Healthy Corner Stores NL
8 in 10 communities in our province do not have a supermarket, and rely heavily on offerings at their local corner store for groceries. This project was created to improve the offering of healthy, affordable food in corner stores in these communities.
The Need for Healthy Corner Stores in NL
84% of communities in Newfoundland and Labrador do not have a full-service grocery store, and this province has more corner stores per capita than any other Canadian province, especially in rural areas.
As a result, corner stores are pivotal players in the kind of food that is most readily available in many rural communities.
Residents of rural communities disproportionately rely on the food offerings at local corner stores, or, transportation to nearby communities to purchase food. Not everyone can access transportation.
With so many rural towns lacking a supermarket, corner stores play a unique and vital role in community health and food security in small town Newfoundland & Labrador.
However, their shelves tend to be stocked based on long shelf-life, low wastage, and high profit margins.
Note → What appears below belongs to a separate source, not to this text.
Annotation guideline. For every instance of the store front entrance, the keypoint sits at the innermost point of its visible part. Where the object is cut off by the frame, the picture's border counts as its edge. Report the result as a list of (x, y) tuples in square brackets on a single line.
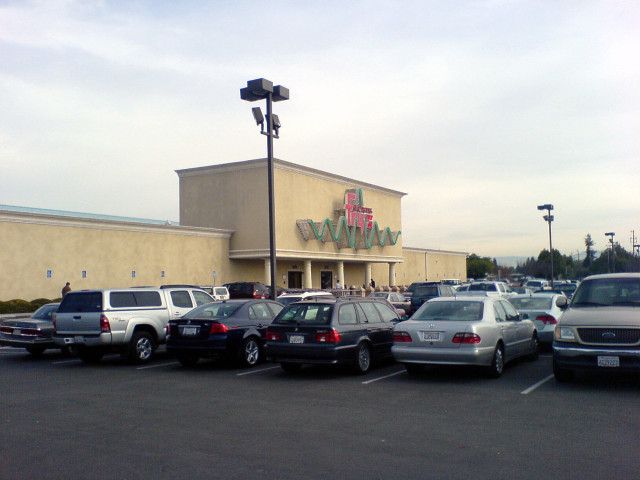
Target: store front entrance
[(326, 280), (295, 280)]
All of which lessen their availability of healthy food offerings.
With so many people in Newfoundland & Labrador relying on corner stores for food, this project aims to make it good business sense for corner stores to improve their selection of healthy, affordable, higher-quality food.
Pilot Project: Careen’s Convinience
In the spring of 2015, Careen's Convenience, run by Vivian and Gary Careen in the Cape Shore community of Branch, was announced as the pilot store for the project.
Health Canada provided seed funding to support a store makeover, including renovations, marketing support, and food and nutrition education to staff.
By the end of the intervention, Careen's had a deli counter from which to serve its new line of healthy, store-made items to go, like salads, soups, sandwiches, and fruit and vegetable trays.
Careen’s Convenience officially became the first Healthy Corner Store in NL.
2016: Pick Me Up Campaign
In 2016, the team took efforts one step further, with the launch of the Pick Me Up campaign.
Pick Me Up is a healthy retail branding campaign that promotes prepared food products and other healthier options over less healthy alternatives, through effective merchandising in corner stores.
Bright and colourful messaging inform customers of a store's healthier options. The results have been promising.
This project is a partnership between Food First NL, regional nutritionists at Eastern Health, and Dr. Catherine Mah at the Food Policy Lab at Memorial University. Funding provided by Health Canada.